In developed countries, the domestic breeds are highly adapted to the local conditions and optimized for high productivity. Although there are also African indigenous breeds, which are well adapted, their productivity is significantly lower than newly introduced ones. For instance, the taurine Bos taurus cattle breed is more resistant to African trypanosomosis, which is normally deadly for the introduced Zebu breed Bos indicus if left untreated. Africa detains a great potential in livestock diversity, which could be the base of ameliorating the gene pool of economically important breeds, therefore reaching higher levels of meat and dairy productivity. This diversity is, however, threatened, since indigenous breeds only represent a tiny fraction of the total livestock population due to their low economic importance.

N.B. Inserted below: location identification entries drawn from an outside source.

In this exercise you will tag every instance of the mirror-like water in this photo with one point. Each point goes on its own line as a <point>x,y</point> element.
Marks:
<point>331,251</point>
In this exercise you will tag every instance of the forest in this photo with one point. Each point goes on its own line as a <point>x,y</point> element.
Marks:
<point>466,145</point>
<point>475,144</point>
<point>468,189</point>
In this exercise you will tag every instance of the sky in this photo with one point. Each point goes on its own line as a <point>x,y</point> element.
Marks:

Infectious diseases are among the factors with highest impact for curbed livestock productivity in the developing world, generating estimated losses of 35 to 50% of the livestock industries turnover (Whitelaw & Sang, 2005). Current disease control strategies rely mainly on drug and vaccine administration. However, several factors have prevented the success of this approach, such as the retreat of state veterinary services, unaffordable financial burden for small-scale farmers, lack of awareness among livestock keepers resulting in inappropriate treatment applications, and the development of drug resistances (Awa & Achukwi, 2010). Alternative technologies like the improvement of natural host resistance by marker-assisted selection would provide a save, cost-effective and sustainable way for increasing livestock productivity in sub-Saharan Africa (Orenge et al., 2011). DNA SNP fragments and/or microsatellites would act as genomic biomarkers for this purpose. At first, animals of different breeds from regions with high prevalence of veterinary pathogens have to be examined and blood samples collected. Then, DNA shall be extracted to detect and identify blood parasites. Next, the host genome shall be analyzed by molecular tools to search for Quantitative Trait Loci (QTL) indicating the susceptibility or resistance, respectively, against the parasite in question. These loci permit a better understanding of the genetic architecture of a trait and the identification of candidate genes for resistance.
High throughput testing of biomarkers for such loci on a large number of animals/breeds could identify those with the highest rates of resistance to Africa’s most devastating livestock diseases and select them for breeding programs. This would be fundamental for creating more productive and pathogen-resistant animal breeds, therefore satisfying the growing demand for meat and dairy products and providing a sustainable livelihood for those small-scale pastoralists, which are the backbone of Africa’s society.